Der Untersuchungszeitraum konzentriert sich auf die Zeit zwischen 1956 und der Mitte der 1970er-Jahre. Kotalík erklärt dies mit einem doppelten Argument: erstens mit der historischen Zäsur des XX. Parteitags der Kommunistischen Partei der Sowjetunion (KPdSU) sowie den Protestbewegungen in Ungarn und Polen 1956, zweitens in der Sache mit der strafrechtlichen Reform des „chuliganstwo“ in der Sowjetunion und dem Aufkommen des Begriffs in den Strafrechtssystemen der Tschechoslowakei und der DDR. Das und der Hinweis, die 1980er-Jahre aus arbeitspragmatischen Gründen und aufgrund der asymmetrischen Quellenlage nur kursorisch zu behandeln, erscheint plausibel.
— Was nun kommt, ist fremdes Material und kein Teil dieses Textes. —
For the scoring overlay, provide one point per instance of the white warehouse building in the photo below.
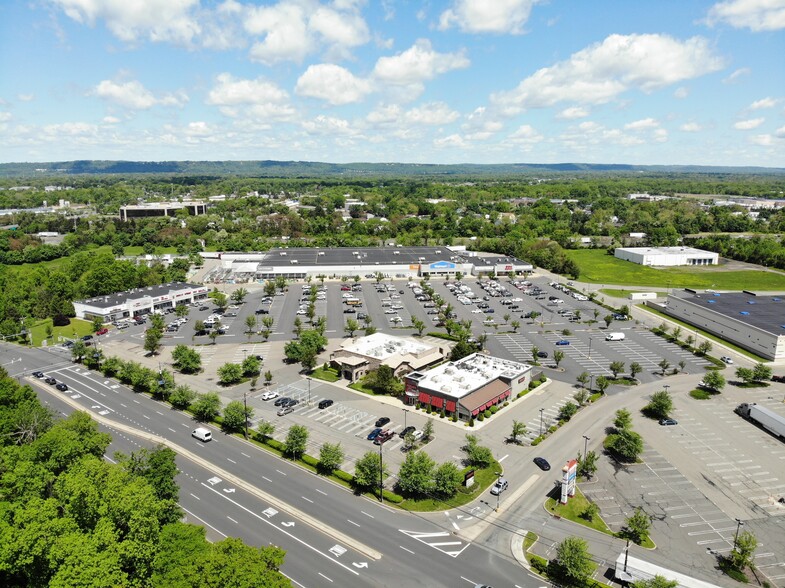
(667, 256)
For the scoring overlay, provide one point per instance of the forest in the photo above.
(69, 517)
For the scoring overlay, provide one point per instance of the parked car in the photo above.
(499, 486)
(403, 433)
(542, 463)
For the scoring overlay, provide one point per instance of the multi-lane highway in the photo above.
(331, 535)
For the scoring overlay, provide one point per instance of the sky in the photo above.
(432, 81)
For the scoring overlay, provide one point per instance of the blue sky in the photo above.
(452, 81)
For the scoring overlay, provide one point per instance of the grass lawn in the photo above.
(482, 480)
(77, 328)
(597, 267)
(328, 375)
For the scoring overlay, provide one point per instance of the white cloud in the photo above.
(417, 64)
(130, 20)
(747, 125)
(603, 71)
(573, 112)
(482, 16)
(733, 78)
(756, 15)
(257, 98)
(642, 124)
(691, 127)
(433, 113)
(763, 103)
(134, 96)
(332, 83)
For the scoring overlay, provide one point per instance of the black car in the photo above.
(542, 463)
(403, 433)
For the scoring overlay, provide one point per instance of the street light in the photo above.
(739, 525)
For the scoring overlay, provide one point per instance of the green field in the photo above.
(597, 267)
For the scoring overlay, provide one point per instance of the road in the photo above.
(415, 550)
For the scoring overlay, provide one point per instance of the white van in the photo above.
(202, 434)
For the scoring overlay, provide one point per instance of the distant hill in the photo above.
(291, 169)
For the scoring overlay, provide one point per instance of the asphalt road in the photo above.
(416, 550)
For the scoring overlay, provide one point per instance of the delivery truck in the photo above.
(766, 418)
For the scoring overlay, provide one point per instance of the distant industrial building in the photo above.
(357, 357)
(667, 256)
(139, 301)
(151, 209)
(469, 386)
(751, 321)
(392, 261)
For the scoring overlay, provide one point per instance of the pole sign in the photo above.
(569, 475)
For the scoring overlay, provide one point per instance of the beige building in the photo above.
(361, 355)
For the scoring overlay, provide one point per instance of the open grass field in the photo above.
(597, 267)
(77, 328)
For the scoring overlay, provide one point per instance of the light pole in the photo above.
(739, 525)
(498, 495)
(245, 412)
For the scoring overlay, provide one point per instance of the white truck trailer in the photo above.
(766, 418)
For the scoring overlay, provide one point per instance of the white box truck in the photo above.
(766, 418)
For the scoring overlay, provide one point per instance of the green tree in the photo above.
(623, 419)
(446, 479)
(714, 380)
(626, 444)
(415, 476)
(230, 373)
(182, 397)
(206, 407)
(368, 471)
(235, 416)
(518, 430)
(296, 440)
(637, 526)
(186, 359)
(152, 340)
(572, 565)
(660, 405)
(743, 554)
(331, 456)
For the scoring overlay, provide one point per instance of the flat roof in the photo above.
(764, 312)
(666, 250)
(119, 298)
(474, 371)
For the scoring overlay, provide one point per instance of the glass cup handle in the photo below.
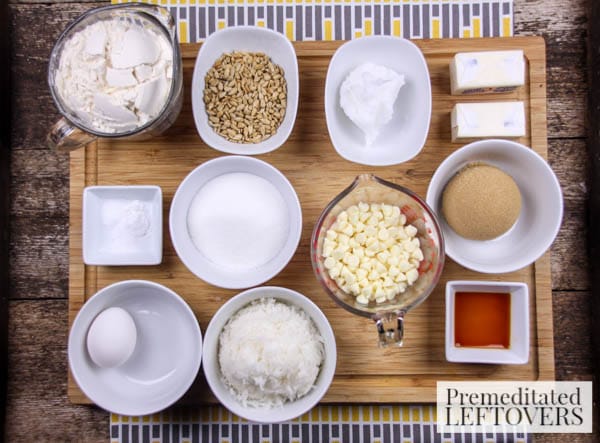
(65, 137)
(390, 328)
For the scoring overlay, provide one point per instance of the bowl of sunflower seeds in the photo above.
(245, 90)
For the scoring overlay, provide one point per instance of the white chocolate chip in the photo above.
(371, 253)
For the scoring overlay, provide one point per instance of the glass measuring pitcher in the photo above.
(389, 315)
(153, 29)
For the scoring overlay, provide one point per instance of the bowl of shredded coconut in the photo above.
(269, 354)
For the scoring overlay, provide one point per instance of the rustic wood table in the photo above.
(37, 408)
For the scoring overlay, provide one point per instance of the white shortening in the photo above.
(487, 72)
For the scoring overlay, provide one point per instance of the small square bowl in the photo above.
(518, 350)
(247, 39)
(122, 225)
(403, 137)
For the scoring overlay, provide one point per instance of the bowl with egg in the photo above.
(378, 100)
(487, 322)
(135, 347)
(245, 90)
(269, 354)
(499, 204)
(235, 221)
(378, 251)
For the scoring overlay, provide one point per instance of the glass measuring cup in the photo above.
(72, 131)
(388, 316)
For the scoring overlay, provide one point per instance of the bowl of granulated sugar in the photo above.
(235, 221)
(499, 205)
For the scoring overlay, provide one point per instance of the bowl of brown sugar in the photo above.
(499, 204)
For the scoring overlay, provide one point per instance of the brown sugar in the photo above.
(481, 202)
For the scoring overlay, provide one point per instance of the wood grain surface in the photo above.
(364, 372)
(37, 405)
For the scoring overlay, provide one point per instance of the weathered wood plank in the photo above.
(594, 196)
(564, 26)
(40, 213)
(37, 404)
(38, 365)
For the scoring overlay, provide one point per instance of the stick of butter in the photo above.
(487, 72)
(490, 119)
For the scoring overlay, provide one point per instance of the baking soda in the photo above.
(239, 221)
(127, 223)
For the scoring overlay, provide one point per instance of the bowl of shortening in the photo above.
(378, 251)
(235, 221)
(499, 204)
(135, 347)
(378, 100)
(269, 354)
(245, 90)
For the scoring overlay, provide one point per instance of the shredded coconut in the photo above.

Die Auswahl seiner Fallbeispiele Tschechoslowakei und DDR begründet Kotalík mit deren historischer Vergleichbarkeit: Beide Staaten seien bereits am Anfang ihrer sowjetischen Subordination industrialisierte und urbanisierte Gebilde ähnlicher Struktur gewesen, in denen Konflikte zwischen staatlichen Sicherheitsideen und nonkonformen gesellschaftlichen Verhaltensweisen bestanden. Und beide Regime seien insbesondere in den 1970er- und 1980er-Jahren zu den eher konservativen Sowjet-Satelliten zu zählen. Den Erschütterungen des Prager Frühlings 1968 beziehungsweise den relativ liberalen frühen 1970er-Jahren in der DDR misst Kotalík offenbar wenig Relevanz bei.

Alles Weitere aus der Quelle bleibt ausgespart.